El Mosco vs. Super Nova WWF Raw 3/31/97

ER: This was a pretty good representative for the whole AAA in WWF experiment as a whole: Two guys - who honestly may as well not have been given names - thrown into the ring with no kind of hype, killing themselves to little reaction, while Vince talks to Sunny, and Sunny grinds on Hugo Savinovich during the most dangerous highspot of the match, assuring that nobody calls it. There is also a running thread of powerbombs getting a bigger crowd reaction than any other highspot the AAA luchadors do. It's as if planchas and tornillos confuse them, but a guy getting splatted with a big powerbomb is a universally accepted thud. Vince calls two spots that were supposed to miss (including a big sky twister press from Super Nova) as if they were blown spots, and seemingly nobody in the arena notices when Super Nova hits a crazy tope con giro into El Mosco, while Mosco is *seated* on the entrance ramp. Nova covered a lot of distance, the visual looked incredible...but admittedly, Sunny's black dress *was* impossibly tight.

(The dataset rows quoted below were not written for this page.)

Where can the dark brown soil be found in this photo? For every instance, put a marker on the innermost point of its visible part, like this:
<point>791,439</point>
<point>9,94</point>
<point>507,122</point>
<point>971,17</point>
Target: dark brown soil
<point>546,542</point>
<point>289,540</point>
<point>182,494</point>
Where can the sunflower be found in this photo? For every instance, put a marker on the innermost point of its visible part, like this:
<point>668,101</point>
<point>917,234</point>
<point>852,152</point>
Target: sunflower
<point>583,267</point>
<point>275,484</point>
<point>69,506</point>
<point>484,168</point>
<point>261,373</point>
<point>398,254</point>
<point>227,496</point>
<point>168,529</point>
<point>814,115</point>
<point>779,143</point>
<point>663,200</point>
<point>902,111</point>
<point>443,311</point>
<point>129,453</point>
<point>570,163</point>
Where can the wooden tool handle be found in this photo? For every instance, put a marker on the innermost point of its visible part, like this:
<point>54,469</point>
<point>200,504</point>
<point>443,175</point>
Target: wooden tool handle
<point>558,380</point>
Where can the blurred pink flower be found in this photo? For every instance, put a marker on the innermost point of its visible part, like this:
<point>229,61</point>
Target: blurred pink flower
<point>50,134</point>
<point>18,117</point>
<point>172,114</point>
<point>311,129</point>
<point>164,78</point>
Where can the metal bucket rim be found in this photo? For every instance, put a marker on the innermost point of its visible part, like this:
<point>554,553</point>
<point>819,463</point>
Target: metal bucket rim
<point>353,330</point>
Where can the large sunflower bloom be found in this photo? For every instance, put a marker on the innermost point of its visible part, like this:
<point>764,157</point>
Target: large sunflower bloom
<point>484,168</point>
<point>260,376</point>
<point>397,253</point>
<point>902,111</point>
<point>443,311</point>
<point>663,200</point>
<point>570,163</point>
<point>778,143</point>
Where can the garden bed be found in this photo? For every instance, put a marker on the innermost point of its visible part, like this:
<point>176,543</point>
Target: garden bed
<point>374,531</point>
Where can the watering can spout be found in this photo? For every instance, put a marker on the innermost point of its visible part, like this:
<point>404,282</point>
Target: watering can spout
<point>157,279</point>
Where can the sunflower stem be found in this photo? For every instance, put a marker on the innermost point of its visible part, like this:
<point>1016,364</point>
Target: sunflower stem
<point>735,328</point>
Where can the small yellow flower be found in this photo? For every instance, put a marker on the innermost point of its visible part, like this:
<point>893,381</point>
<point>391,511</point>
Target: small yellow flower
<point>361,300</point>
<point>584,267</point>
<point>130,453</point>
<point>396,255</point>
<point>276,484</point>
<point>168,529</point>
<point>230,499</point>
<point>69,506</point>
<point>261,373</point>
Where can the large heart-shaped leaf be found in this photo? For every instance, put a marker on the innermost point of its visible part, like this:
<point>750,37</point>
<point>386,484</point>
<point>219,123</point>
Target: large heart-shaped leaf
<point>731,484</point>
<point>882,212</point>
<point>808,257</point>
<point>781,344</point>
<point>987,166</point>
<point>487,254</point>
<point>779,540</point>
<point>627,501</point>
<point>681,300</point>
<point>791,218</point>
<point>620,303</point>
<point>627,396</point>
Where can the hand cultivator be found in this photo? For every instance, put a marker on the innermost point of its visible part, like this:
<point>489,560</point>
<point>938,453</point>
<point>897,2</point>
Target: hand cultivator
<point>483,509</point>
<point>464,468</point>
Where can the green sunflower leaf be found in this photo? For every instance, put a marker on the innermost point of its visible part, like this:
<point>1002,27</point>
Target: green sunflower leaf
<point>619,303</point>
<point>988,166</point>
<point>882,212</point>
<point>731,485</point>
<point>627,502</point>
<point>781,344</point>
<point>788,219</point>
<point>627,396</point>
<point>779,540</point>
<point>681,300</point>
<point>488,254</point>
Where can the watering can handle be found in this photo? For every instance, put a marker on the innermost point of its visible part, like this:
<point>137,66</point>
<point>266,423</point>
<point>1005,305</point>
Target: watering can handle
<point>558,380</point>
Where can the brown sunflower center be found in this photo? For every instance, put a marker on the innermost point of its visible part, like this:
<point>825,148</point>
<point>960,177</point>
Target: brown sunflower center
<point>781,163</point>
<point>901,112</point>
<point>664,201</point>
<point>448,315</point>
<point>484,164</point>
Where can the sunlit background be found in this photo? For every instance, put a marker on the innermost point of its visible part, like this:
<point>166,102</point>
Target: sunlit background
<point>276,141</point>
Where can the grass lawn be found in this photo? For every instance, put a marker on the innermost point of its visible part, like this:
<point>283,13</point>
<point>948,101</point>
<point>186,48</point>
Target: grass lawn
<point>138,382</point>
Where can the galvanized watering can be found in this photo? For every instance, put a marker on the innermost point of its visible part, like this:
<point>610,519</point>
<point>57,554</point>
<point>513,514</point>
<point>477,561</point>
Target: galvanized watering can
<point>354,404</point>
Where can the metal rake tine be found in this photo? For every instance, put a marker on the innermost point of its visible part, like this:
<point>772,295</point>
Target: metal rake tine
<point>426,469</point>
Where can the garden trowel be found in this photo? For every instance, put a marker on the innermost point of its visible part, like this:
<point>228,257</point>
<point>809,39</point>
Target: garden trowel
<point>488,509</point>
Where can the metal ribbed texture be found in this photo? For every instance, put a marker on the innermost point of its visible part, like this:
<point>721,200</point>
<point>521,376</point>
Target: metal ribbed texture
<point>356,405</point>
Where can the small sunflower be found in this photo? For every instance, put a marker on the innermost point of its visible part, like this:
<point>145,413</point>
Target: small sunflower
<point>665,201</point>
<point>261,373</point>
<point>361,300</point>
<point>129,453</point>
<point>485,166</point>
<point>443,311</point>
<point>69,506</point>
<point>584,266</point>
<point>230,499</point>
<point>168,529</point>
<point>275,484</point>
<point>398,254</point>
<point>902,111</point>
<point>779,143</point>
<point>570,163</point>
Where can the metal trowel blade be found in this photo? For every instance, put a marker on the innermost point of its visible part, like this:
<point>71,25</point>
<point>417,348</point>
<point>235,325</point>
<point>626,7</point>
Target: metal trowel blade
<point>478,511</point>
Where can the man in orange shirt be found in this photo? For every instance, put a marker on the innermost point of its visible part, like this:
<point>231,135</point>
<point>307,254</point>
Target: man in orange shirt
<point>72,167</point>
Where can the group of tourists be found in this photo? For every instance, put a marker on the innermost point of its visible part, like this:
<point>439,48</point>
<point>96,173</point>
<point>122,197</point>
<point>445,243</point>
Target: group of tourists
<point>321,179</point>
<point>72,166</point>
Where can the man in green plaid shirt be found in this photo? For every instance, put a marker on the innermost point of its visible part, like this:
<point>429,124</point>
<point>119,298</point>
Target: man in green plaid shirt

El Mosco/El Pantera vs. Taka Michinoku/Scott Taylor WWF Shotgun 11/8/97

ER: So the AAA showcase experience was long over, but they brought Mosco back for a one-off, a way to pad their burgeoning LightHeavyweight division before they also lost interest in that a few months later. I don't think I've ever seen this match, and it rules. It starts with Mosco leading Scott Taylor through some cruiser offense that felt very atypical for Taylor. Taylor broke out a headscissors and a big cannonball off the apron, then hit a missile dropkick and landed on his feet like he was Bruce Lee out here with early 90s Brian Pillman hair. Mosco would get to shine a bit later, but early on it was all about leading Taylor through fun and passable lucha sequences. The real money was in the Taka/Pantera exchanges, and they cruelly cut who knows how much out of our time with them for commercial purposes. The second Pantera tagged in he hit a gorgeous rolling armdrag on Taka, rolling smoothly right over his back and sending Taka to the floor. Pantera does his dope rolling headscissors to the apron, that sends Taka crashing hard to the floor (a move they'd get to do on PPV a couple months later, which is a crazy PPV singles match we got, in retrospect), and then Pantera just obliterates Taka with a tope, running from the apron and diving past the ringpost. The lunatic even did it through the ring corner where the steps were, the worst of the four corners to try that lunacy. Mosco and Pantera control segment was nice, from the simple things like a picture perfect tandem drop toehold on Taylor, to a cool as hell springboard flipping legdrop from Mosco. The ending is pretty simple, as obviously we know Taka is winning all of these matches, and at a certain point they kinda rush into go home mode and Take just starts dropping Mosco with kicks, a nice brainbuster, and the Michinoku driver. So a simple way to wrap things up, but the whole match was filled with gold, the types of things nobody else was doing on WWF TV at the time. Mosco looked great in all of his WWF appearances, but there was clearly nothing he could have actually done in the ring to get hired. The fact we got a dozen or two Pantera matches in WWF was an actual lucha miracle.